Table 1: Probability analysis results of open circuit, short circuit and overall failure in the embodiments of the present invention

After analysis, it can be seen that when the diameter of the conductive particles is less than 1.5μm and the volume fraction of the conductive particles is 0.15±0.025, when a two-step process is used, a layer of insulating glue is applied between the bonds with a distance less than 0.5μm from the top of the bump, which reduces the size of the particles entering the bump area. When the distance between the bumps is less than 10μm, the probability of chip flip-chip interconnection failure can be effectively reduced to less than 10%, achieving reliable interconnection of high-density narrow-pitch chips.

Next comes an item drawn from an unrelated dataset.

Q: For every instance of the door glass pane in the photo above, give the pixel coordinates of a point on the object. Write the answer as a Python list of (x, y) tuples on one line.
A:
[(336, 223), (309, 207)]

The above is a preferred embodiment of the present invention. It should be pointed out that for ordinary technicians in this technical field, several improvements and modifications can be made without departing from the principles of the present invention. These improvements and modifications should also be regarded as the scope of protection of the present invention.

Claims (7)

1. A two-step process for high-density, narrow-pitch chip and high-reliability flip-chip interconnection based on ACA/ACF, characterized by comprising the following steps: Step 1: Apply a layer of insulating glue on the chip that is not higher than the height of the bumps, and make sure that the insulating glue does not cover the top of the bumps; Step 2: Coat a layer of anisotropic conductive adhesive on the substrate, and then perform thermocompression bonding on the chip and substrate to obtain a high-reliability interconnection; The pitch of the bumps is less than 10um; The diameter of the conductive particles in the anisotropic conductive adhesive is less than 1.5um The difference between the thickness of the insulating glue and the height of the bump is no more than 0.5um. 2. According to the two-step process for high-density, narrow-pitch chip and high-reliability flip-chip interconnection based on ACA/ACF in claim 1, the substrate is preheated before coating the anisotropic conductive adhesive. 3. According to the two-step process for high-density, narrow-pitch chip and high-reliability flip-chip interconnection based on ACA/ACF in claim 2, the preheating temperature is 60-90°C and the time is 2-5s. 4. According to the two-step process for high-density, narrow-pitch chip and high-reliability flip-chip interconnection based on ACA/ACF as claimed in claim 1, the viscosity of the insulating adhesive is greater than the viscosity of the anisotropic conductive adhesive. 5. According to the two-step process for high-density, narrow-pitch chip and high-reliability flip-chip interconnection based on ACA/ACF as claimed in claim 1, the thickness of the anisotropic conductive adhesive is 10-20 um and is in full contact with the insulating adhesive during bonding. 6. According to the two-step process for high-density, narrow-pitch chip and high-reliability flip-chip interconnection based on ACA/ACF as described in claim 1, during thermocompression bonding, the chip bumps are aligned with the substrate pads, and the coverage area of the insulating adhesive is greater than the coverage area of the anisotropic conductive adhesive. 7. According to the two-step process for high-density, narrow-pitch chip and high-reliability flip-chip interconnection based on ACA/ACF as claimed in claim 1, the temperature of the thermal compression bonding is 150-210°C; the pressure is 15-60MPa; and the time is 8-15s.